In accordance with CA regulation, supervisors are available at all times the intern is accruing supervised professional experience (SPE). Protected time each week is reserved for supervision to ensure that supervision occurs regularly and predictably. Interns are also encouraged to seek out their supervisor for consultation as needed outside of designated supervision times. In-person supervision is prioritized; however, telehealth supervision may be utilized as an alternative when in-person meetings are not feasible due to public health crises or weather-related emergencies.
Telehealth supervision is facilitated via secured teleconferencing platforms or by phone when in-person supervision is not available.
Individual Supervision
Interns will receive two hours of individual supervision per week. In addition, the majority of clinical work is completed in a live supervision format with a supervising faculty member. Interns are assigned a supervisor who oversee all clinical work and review/approve all documentation (including diagnostic assessments, therapy notes, reports, and other charting requirements). Interns are expected to come to supervision prepared with cases and supporting materials to be reviewed. Interns may also use this time for professional development by learning new assessment methods, fine-tuning therapy strategies, exploring ethical and diversity issues, and addressing any professional or collaboration needs.

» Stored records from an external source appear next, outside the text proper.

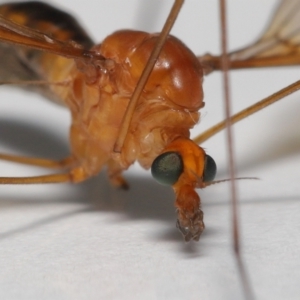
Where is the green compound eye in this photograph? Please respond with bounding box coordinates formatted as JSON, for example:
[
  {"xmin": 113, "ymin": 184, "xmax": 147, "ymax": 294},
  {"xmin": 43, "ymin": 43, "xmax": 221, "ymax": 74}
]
[
  {"xmin": 203, "ymin": 154, "xmax": 217, "ymax": 182},
  {"xmin": 151, "ymin": 152, "xmax": 183, "ymax": 185}
]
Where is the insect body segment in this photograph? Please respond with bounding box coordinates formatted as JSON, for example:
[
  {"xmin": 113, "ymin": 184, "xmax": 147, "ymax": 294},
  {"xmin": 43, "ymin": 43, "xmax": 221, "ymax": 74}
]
[{"xmin": 0, "ymin": 2, "xmax": 212, "ymax": 240}]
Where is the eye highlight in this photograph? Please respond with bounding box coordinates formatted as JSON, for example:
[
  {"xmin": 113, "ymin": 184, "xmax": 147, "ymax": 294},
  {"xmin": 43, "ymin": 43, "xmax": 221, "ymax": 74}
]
[
  {"xmin": 203, "ymin": 154, "xmax": 217, "ymax": 182},
  {"xmin": 151, "ymin": 152, "xmax": 183, "ymax": 185}
]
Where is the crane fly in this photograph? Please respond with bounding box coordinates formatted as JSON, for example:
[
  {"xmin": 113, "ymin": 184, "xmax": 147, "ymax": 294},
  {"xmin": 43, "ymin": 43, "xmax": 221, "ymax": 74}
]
[
  {"xmin": 2, "ymin": 0, "xmax": 299, "ymax": 298},
  {"xmin": 1, "ymin": 2, "xmax": 299, "ymax": 241}
]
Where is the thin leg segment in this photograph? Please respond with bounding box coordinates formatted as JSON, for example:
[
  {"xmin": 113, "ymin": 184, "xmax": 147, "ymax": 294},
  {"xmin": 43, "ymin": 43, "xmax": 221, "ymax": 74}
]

The supervisor shares the responsibility of the client care with the intern. The supervisor will also meet with the client on a monthly or bi-weekly basis (depending upon their situation and needs). In the event that the client received psychological or neuropsychological evaluations, the supervisor will conduct the initial consultation, supervise the intern as he/she conducts the assessment, and provide feedback to the client directly. Supervisors will be ultimately responsible for forming detailed case conceptualizations in collaboration with the client and the intern, guiding the intern to utilize various neuropsychological assessment principles as a foundation for their intervention plan.
Case Conference/Consultation
Interns will participate in direct case consultation as presenters and indirect consultation on cases presented by licensed psychologist on both therapy and neuropsychology cases.